I'm guessing we'll be seeing a lot of these types of fee motions now that the PTO has adopted the same claim construction standard used by federal courts. If I were RideApp, I'd argue that it wasn't my choice to get hauled before the PTAB, and that I was still entitled to have my day in court, regardless of what the PTAB might have said.
Also of note:
➤ Lyft's exposure revealed. Lyft says RideApp had estimated damages at $584 million through 2018, plus interest and on ongoing 4% royalty.
➤ The $900-an-hour associate. Lyft lists Baker Botts partner Taylor's standard billing rate as $970 an hour. Senior associates Elizabeth Boggs and John Gaustad bill at $900 an hour. Associate Keith Jurek's rate is $670 per hour. After discounts and other fee reductions, Lyft says the rates actually billed ranged from $500-670 per hour for associates and $826 per hour for Taylor.

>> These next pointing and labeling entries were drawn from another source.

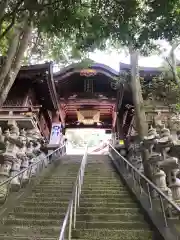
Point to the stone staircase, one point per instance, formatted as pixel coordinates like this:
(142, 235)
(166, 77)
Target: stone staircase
(40, 215)
(107, 210)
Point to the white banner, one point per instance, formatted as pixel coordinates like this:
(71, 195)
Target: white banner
(56, 133)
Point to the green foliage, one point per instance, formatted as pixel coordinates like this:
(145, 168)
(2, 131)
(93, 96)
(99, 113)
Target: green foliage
(163, 19)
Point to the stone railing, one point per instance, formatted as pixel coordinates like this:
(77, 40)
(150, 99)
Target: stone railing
(18, 150)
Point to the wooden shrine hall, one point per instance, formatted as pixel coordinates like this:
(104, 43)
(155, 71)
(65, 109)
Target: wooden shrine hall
(90, 97)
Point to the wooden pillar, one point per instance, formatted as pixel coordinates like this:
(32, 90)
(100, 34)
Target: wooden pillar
(55, 117)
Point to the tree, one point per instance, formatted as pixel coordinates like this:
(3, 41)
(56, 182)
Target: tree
(164, 19)
(121, 23)
(22, 20)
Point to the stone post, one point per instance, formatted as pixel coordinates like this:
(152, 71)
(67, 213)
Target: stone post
(5, 167)
(22, 155)
(12, 150)
(30, 152)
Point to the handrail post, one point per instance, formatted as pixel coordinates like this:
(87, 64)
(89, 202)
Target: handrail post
(75, 205)
(70, 221)
(74, 201)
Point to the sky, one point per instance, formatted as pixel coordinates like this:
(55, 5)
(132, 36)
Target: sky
(112, 59)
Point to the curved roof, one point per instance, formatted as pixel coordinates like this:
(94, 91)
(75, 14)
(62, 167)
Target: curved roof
(75, 68)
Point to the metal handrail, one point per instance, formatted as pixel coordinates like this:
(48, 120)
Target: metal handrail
(149, 185)
(29, 169)
(74, 200)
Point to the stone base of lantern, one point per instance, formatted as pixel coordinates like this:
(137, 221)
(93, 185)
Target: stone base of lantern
(24, 164)
(4, 175)
(15, 183)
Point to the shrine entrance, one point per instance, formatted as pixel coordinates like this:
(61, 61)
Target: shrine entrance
(89, 97)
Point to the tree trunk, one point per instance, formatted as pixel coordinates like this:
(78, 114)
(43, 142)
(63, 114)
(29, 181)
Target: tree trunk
(141, 123)
(140, 116)
(14, 42)
(173, 63)
(3, 6)
(12, 74)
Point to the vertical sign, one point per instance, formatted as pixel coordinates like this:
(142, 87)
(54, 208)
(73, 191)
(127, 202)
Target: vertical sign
(56, 133)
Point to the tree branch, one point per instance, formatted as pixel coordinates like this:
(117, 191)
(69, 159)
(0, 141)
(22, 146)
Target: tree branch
(9, 27)
(15, 67)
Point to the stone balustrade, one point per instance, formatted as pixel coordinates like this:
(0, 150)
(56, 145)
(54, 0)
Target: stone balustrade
(164, 158)
(18, 150)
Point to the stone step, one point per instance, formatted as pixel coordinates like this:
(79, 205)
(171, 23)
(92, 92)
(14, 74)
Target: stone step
(86, 217)
(111, 225)
(31, 231)
(18, 237)
(109, 198)
(60, 203)
(62, 191)
(121, 224)
(84, 187)
(81, 210)
(88, 195)
(23, 222)
(44, 204)
(106, 234)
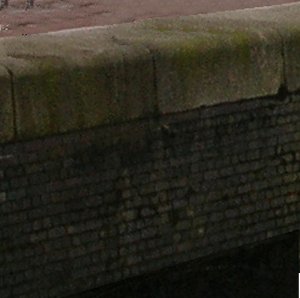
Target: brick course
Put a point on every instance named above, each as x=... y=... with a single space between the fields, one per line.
x=93 y=207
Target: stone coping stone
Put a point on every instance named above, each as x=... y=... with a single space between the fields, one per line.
x=76 y=79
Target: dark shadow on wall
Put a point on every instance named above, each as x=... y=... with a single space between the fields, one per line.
x=269 y=270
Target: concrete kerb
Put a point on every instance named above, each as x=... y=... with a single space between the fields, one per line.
x=78 y=79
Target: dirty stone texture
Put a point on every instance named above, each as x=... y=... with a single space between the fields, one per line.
x=80 y=79
x=58 y=88
x=285 y=19
x=86 y=209
x=6 y=111
x=202 y=62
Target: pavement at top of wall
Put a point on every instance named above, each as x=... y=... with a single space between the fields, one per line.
x=53 y=15
x=146 y=68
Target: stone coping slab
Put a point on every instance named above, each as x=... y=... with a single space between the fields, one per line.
x=71 y=80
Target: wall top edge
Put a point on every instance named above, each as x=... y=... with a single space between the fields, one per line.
x=81 y=78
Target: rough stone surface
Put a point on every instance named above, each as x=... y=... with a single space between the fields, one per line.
x=285 y=19
x=75 y=80
x=86 y=209
x=63 y=84
x=6 y=110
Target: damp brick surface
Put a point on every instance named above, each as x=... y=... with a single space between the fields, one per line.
x=89 y=208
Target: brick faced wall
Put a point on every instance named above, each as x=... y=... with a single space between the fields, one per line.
x=86 y=209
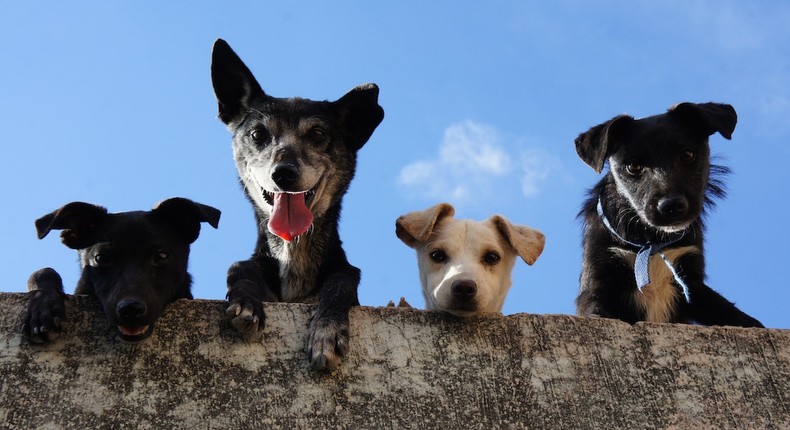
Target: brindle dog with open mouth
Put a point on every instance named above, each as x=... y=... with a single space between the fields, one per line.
x=295 y=158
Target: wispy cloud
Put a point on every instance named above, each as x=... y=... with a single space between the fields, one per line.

➤ Judge Alsup as the model. Lyft analogizes to U.S. District Judge William Alsup's recent smackdown of Straight Path IP Group in its patent litigation with Cisco Systems and Apple. "The plaintiff took one position on claim interpretation in the Federal Circuit while defending its IPR win, and, after achieving its goals, took a second, incompatible position in district court," Taylor writes. "Judge Alsup stated that the plaintiff's tactics rendered the case one 'that stand[s] out from others' and exceptional under a totality of the circumstances."
➤ Uber case dismissed. RideApp voluntarily dismissed a similar case against Uber in Georgia federal court pending the outcome of appeals in the Lyft litigation.
That's all from Skilled in the Art today. I'll see you all again on Friday.